From the very beginning, one of the most magical things about Harry's world has been its proximity to our own. We love to think that if we just look closely enough, we might notice that our wacky next-door neighbor seems to wear these crazy robes all the time and has trouble using household appliances… Any evidence that wizards are out there, practically living alongside us mere Muggles, could be enough to believe that Harry is real, and so is magic. Fine by us!
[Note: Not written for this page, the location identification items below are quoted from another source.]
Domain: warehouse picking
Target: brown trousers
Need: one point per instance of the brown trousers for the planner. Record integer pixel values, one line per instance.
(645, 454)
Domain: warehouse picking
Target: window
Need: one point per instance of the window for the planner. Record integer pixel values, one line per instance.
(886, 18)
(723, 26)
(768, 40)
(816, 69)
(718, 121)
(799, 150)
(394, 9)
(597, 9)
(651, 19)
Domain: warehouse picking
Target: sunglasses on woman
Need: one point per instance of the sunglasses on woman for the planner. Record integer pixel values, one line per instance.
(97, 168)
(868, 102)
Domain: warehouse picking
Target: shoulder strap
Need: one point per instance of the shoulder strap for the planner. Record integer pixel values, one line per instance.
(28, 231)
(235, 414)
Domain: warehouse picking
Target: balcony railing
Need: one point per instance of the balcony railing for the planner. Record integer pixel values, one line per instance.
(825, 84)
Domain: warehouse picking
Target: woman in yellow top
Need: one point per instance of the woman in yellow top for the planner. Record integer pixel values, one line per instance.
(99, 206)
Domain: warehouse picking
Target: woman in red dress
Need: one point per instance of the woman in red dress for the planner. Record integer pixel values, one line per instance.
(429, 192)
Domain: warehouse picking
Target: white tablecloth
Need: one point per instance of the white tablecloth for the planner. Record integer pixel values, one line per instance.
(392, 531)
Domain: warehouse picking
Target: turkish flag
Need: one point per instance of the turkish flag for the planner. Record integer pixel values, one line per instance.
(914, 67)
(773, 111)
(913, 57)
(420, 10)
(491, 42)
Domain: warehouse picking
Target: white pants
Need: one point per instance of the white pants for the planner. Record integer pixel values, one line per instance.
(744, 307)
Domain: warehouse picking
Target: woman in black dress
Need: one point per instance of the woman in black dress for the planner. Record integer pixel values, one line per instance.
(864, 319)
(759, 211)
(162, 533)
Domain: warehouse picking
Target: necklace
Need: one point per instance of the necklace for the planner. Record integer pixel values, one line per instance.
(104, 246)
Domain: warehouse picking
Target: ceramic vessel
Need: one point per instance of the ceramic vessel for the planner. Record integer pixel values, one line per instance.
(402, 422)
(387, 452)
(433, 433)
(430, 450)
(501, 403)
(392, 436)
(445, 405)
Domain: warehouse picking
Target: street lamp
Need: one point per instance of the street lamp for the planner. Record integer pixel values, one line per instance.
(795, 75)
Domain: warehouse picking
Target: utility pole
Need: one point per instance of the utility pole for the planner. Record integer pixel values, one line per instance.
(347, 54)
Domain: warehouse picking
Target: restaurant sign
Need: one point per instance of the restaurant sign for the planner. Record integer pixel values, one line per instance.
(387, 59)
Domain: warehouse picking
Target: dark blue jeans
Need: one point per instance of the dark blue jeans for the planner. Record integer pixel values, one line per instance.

And, in staying so close to our own realm, we witness both the Wizarding world and the Muggle world start to collapse a little bit here, with Voldemort's plans to basically enslave the Muggles (that is, us) under wizard domination. Unbeknownst to them, Voldemort poses as much a threat to Muggles as he does to the wizarding world.

In keeping with this dominant sense of danger, the setting of this book is hard to pin down – if anything the "setting" of most of Book 7 is constant movement. Sure, Harry, Ron, and Hermione touch upon a few significant places in their journeys – notably, the infiltration of the Ministry of Magic, Harry's mournful homecoming to Godric's Hollow, and the brief and restful stay at Bill and Fleur's home, Shell Cottage. But, for the most part, the first three-quarters of the book are marked by our trio's never-ending flight.

However, the book, like Harry and Voldemort, comes "home" in the end, to the one place that's central to all of the books – Hogwarts. It's fitting that the book and the series as a whole should end with our hero and our nemesis facing off at Hogwarts; the school is the only real home that both Harry and Voldemort have ever known. And, in a way, since we see things through Harry's eyes, it's the only home in the books that we, his readers, have ever known, too. Rowling's novels take us on journeys through many magical, weird, and wonderful places – but, in the end, it's always Hogwarts that remains the beacon of the wizarding world and of Harry himself – a symbol of learning, acceptance, companionship, and loyalty.

One brief note on the chronology – according to author J.K. Rowling, the timeline of the books have them take place in real time in the 1990s, based on when she started writing the book in 1990. The events of Harry Potter and the Deathly Hallows thus fall in 1997 and 1998.